Sinn Fein councillor Sean McGlinchey, a former Mayor of Limavady, was convicted of planting the bomb that killed six pensioners and injured dozens of others back in June 1973. He spent 18 years in prison for the offence.
Last week, the Sinn Fein man said: “I am an ex-IRA man. I’m proud of it,” during an outburst at a meeting of Causeway Coast and Glens held in Cloonavin.
Speaking exclusively to The Coleraine Times, bomb survivor David Gilmore said that he believed the Sinn Fein man ‘exposed himself as an unfit person to hold elected office’ and added that his comments ‘would not be forgotten’.
After Tuesday’s meeting, McGlinchey said he ‘stood by the remarks’.
However, on Thursday he apologised, saying that he realised it was “very insensitive” to have made the comments in Coleraine.
“I apologise for saying the comments in the chamber.
“I realise that was wrong and I want to apologise to the people of Coleraine and to the victims of the bomb. I regret saying what I said in the chamber in Coleraine. That was very insensitive,” said cllr McGlinchey.
The apology however was not accepted by Mr Gilmore and other local families affected by the bomb.
Mr Gilmore said he had been contacted by other survivors and those who lost family members in the bomb, and that they have described councillor McGlinchey’s comments as ‘extremely hurtful’.
“Councillor McGlinchey has now publicly declared that he has no regrets about carrying out this murderous attack on innocent people,” said Mr Gilmore.
“I was one of the fortunate who survived this attack. I have no hesitation in calling for this mass murderer to resign his council seat. I believe he has exposed himself as an unfit person to hold elected office.

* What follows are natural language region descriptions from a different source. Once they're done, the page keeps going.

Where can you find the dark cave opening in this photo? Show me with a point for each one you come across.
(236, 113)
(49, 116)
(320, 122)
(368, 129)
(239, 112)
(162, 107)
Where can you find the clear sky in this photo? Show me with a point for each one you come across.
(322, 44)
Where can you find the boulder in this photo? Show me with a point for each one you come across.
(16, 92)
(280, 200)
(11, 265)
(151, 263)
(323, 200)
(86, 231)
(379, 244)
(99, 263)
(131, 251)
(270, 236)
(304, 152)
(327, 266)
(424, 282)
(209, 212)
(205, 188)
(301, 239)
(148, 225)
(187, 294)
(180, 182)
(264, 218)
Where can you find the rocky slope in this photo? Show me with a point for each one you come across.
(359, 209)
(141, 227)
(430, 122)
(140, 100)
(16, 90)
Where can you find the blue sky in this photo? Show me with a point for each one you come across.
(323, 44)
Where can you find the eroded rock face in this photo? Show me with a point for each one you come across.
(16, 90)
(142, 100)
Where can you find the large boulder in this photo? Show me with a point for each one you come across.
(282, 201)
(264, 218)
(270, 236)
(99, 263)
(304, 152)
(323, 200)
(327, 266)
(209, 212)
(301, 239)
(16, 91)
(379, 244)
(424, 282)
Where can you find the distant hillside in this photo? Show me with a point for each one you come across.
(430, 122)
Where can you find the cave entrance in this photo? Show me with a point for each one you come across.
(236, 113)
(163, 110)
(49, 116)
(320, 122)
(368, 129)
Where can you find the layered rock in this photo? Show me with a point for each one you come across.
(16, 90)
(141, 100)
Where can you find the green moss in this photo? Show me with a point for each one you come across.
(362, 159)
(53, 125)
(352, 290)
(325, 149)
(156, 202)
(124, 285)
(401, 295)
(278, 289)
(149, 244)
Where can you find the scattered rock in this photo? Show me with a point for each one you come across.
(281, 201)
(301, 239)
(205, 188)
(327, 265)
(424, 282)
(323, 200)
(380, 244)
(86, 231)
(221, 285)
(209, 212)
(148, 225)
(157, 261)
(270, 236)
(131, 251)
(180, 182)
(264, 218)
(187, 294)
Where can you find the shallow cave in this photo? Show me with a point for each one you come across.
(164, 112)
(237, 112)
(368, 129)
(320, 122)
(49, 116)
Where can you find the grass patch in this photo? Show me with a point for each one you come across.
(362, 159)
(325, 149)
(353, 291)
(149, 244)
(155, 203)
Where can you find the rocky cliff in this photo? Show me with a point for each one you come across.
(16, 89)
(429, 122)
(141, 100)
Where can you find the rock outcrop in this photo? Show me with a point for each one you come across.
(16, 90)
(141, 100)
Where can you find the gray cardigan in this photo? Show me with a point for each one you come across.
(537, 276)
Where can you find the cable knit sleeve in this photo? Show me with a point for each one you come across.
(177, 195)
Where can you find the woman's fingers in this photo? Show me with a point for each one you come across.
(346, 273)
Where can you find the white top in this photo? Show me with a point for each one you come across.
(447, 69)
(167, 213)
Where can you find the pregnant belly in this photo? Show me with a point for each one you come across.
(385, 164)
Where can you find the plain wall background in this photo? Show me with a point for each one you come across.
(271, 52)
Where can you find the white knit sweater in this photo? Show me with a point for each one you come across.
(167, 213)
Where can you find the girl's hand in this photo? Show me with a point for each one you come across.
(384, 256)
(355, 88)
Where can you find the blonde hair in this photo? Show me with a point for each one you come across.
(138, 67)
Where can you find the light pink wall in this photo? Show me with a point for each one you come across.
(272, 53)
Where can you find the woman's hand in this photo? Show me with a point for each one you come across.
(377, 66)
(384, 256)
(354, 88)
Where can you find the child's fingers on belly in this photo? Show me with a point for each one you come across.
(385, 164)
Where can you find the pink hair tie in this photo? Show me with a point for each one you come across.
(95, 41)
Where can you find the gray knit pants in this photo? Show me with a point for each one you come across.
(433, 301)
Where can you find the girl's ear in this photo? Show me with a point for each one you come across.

“After being made Mayor of Limavady in May 2011 councillor McGlinchey tried to bluff people by talking about extending the hand of friendship to Unionists.
“It is my belief that the comments on Tuesday night only prove that those words were at best being economical with the truth.
“His party often whinge about shared space and respect, but in councillor McGlinchey’s case, my perception is this, it is obviously an approach he does not understand or want.
“The damage he has caused to good relations in the council chamber will become apparent, but the distress, hurt and offence he has caused to the good people of Coleraine - especially to survivors and victims’ families will not be forgotten for a long time,” said Mr Gilmore.
“The so called apology issued only said he was sorry about saying what he did in the Council Chamber. He did not say he was sorry for the callous and cowardly act of murder he perpetrated in 1973. In short there was no apology.”